Silence except for the swish of the brush and the rhythmic lunging of the Hobarts. “You’re not s’posed to take personal calls at work, you know.”
I smile. “Sorry. Normally I wouldn’t, but it was my brother.”
“Your brother?”
“He lives in San Francisco and he’s up here on business. We haven’t seen each other since our parents got married …”
“Since your parents got married?”
“So we thought we’d have dinner tomorrow. Catch up on family news.” I push the tray of oiled pans across the table, pull out the black binder, and pretend to study the recipe for cheese bread.
Canlis is the kind of restaurant my father would have liked. Cantilevered over Lake Union at the south end of the Aurora Bridge, it simulates being inside a Christmas tree ornament, suspended in the dark, while lights that could as easily be candles or stars as headlights shimmer below. The place seems suspended in time as well, an old-style, expense-account watering hole, featuring hunter-gatherer slabs of red meat and premium cabernets. The servers all wear kimonos, which strikes me as odd, but they move easily in them, seeming to glide rather than walk.
We’re early for our reservation, so we sit at the piano bar drinking vodka martinis and observing the salespeople and their clients, who seem to be the occupying majority. I don’t really like vodka, but I love the tunneling warmth of it going down. And the olives.
After a few sips, I gather the courage to say, “I have to know. What happened to the boxes of your dad’s stuff that I jettisoned down the stairs?”
Gary’s had a haircut since the wedding, and he looks older, in a pleasing way, less like a refugee from a Partridge Family rerun. “I closed them up and put them in the den.”
“You came all the way back to the house for that?”
He shrugs, almost embarrassed. “I thought it would be easier on everyone if they didn’t come home and find a mess.”
“That was a really nice thing to do. I guess it’s lucky I was too drunk to push them all down. I feel like such an idiot.”
“Don’t. I understand why it happened.” That makes him one up on me. He pushes a lock of thick brown hair of
f his forehead. He smiles. “Now it’s my turn. Why did you introduce me to that guy as ‘Howard’s son’?”
I suck the pimiento out of my olive, nearly choking on it. “I know your father’s a great guy, he just reminded me of—Did you ever read The Fountainhead?”
His laugh explodes, startling the couple on his left. “Man of granite, buildings of steel. Or vice versa. Except Howard Roark had flaming-red hair.”
“I always thought that was a mistake.”
“Yeah.

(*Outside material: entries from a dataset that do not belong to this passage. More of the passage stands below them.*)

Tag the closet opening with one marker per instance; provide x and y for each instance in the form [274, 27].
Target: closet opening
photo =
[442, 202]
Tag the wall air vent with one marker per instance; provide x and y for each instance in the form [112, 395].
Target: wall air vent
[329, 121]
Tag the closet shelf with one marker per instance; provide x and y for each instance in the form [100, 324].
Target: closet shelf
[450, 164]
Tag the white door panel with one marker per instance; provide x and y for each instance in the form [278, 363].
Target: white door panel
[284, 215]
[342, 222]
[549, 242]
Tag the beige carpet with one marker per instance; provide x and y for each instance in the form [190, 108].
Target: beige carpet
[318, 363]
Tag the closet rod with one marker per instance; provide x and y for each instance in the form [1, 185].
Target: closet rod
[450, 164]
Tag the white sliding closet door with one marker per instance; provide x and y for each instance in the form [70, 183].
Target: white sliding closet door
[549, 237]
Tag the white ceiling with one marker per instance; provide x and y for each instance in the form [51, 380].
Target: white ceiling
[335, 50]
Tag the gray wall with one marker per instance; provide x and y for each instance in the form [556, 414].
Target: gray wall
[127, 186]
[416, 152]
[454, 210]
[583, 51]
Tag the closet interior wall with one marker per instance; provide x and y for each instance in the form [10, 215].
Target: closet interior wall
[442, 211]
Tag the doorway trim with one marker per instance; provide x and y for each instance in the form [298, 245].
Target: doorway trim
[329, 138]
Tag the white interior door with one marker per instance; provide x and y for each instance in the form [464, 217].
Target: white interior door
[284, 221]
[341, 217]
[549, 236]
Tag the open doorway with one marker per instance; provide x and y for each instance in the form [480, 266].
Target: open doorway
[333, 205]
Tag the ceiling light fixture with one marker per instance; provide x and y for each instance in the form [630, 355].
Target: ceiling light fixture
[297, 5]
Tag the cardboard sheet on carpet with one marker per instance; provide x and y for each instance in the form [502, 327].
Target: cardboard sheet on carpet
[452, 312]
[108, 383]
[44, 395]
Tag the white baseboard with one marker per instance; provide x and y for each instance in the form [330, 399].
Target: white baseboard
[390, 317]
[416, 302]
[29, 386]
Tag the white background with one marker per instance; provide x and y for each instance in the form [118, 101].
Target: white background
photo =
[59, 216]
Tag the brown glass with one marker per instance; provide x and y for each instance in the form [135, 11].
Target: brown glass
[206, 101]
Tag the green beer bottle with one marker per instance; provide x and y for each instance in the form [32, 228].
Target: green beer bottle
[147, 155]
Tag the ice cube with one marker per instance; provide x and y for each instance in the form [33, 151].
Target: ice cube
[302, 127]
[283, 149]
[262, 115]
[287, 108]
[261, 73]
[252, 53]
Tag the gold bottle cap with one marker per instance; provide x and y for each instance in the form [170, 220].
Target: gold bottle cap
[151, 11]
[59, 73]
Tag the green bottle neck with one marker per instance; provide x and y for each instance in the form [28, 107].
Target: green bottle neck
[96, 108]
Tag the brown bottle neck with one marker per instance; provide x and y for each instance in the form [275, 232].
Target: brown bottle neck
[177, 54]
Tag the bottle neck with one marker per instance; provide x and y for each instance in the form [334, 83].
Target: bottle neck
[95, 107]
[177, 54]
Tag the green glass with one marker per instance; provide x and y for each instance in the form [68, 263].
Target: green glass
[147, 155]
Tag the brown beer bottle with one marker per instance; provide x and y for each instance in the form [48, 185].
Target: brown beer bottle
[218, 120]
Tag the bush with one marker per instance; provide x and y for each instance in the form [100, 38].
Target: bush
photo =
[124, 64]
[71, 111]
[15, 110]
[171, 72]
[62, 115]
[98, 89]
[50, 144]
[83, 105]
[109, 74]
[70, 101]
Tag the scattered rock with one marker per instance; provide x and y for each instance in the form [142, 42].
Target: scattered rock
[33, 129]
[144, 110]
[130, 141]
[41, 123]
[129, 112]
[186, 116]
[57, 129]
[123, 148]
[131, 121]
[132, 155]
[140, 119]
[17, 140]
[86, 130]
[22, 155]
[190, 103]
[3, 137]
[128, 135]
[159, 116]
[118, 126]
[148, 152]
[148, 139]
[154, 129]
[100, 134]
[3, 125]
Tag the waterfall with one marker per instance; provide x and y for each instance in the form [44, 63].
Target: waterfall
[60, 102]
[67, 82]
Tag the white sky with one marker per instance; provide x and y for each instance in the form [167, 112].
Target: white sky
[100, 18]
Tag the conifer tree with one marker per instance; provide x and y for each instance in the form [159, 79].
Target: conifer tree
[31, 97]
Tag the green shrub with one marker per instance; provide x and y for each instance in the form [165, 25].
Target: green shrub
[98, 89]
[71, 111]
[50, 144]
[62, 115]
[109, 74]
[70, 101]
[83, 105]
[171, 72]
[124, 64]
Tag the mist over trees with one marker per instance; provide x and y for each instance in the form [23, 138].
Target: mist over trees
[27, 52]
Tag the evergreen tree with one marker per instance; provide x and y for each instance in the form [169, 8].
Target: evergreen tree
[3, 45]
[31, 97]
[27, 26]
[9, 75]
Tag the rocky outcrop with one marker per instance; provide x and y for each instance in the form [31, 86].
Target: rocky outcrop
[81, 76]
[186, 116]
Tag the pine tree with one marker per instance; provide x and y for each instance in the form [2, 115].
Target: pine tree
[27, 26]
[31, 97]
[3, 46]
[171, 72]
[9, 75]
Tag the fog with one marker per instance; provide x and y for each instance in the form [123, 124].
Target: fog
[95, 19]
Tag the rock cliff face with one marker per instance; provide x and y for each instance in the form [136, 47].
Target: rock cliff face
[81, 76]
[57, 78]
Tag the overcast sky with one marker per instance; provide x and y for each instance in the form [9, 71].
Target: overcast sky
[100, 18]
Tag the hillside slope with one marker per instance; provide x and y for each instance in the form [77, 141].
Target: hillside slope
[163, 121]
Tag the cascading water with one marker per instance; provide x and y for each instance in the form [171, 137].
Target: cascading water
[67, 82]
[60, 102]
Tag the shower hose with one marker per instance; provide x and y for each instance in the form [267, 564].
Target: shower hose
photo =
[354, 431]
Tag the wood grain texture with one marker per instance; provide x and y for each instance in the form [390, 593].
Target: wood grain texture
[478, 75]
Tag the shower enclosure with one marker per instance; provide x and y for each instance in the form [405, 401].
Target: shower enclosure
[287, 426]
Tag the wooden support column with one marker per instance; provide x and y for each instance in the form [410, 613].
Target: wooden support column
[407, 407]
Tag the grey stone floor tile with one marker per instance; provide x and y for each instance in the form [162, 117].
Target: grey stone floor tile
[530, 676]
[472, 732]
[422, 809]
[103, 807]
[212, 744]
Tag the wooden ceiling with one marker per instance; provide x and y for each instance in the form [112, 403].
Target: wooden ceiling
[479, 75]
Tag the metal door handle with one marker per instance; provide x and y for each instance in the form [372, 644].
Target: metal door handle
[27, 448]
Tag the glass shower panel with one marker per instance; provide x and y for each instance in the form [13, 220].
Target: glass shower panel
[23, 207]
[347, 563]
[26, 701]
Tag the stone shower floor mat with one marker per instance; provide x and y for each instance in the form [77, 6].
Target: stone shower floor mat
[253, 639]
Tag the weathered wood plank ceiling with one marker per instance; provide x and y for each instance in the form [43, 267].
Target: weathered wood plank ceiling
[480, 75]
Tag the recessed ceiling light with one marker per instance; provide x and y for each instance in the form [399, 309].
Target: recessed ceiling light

Men of granite shouldn’t be carrottops.” He finishes his drink and declines a refill. “So tell me, Wynter Morrison, what are you doing up here?”
“Making bread.” I stir the ice around and around in my glass.
“That’s not what I meant.” At this juncture, the hostess comes to seat us. After we’re settled and he’s ordered wine and people have ceased fluttering around us, he says, “Back to my question.”
I look over the menu at him. “Gary, knowing my mother as I do, I’m quite sure you’ve heard more about my life than you ever wanted to know.”
He gives me the sleepy-eyed smile. “I’ve heard a few things, but nowhere close to everything I want to know about you.”
“The short version is, I’m separated and my husband’s just filed for divorce. What about you? You live in San Francisco, right?”
“Larkspur. Marin. And don’t think I didn’t notice that extremely smooth transition. I’m divorced. One year tomorrow. But we’re good friends.”
“How very Marin.”
“I guess so. But we have two kids, so it makes things easier.”
“How old are they?”
“My son is eight. His name’s Andrew. My little girl Katie’s ten.”
“You’re not an architect, are you?”
“I park cars.”
“Where?”
He grins. “I have a small company. Contract valet parking for events and businesses.”
“So what are you doing up here?”
“Growing the business. I’ve been chasing some clients up here for about six months now. Seattle’s a funny town. They don’t much like out of towners.”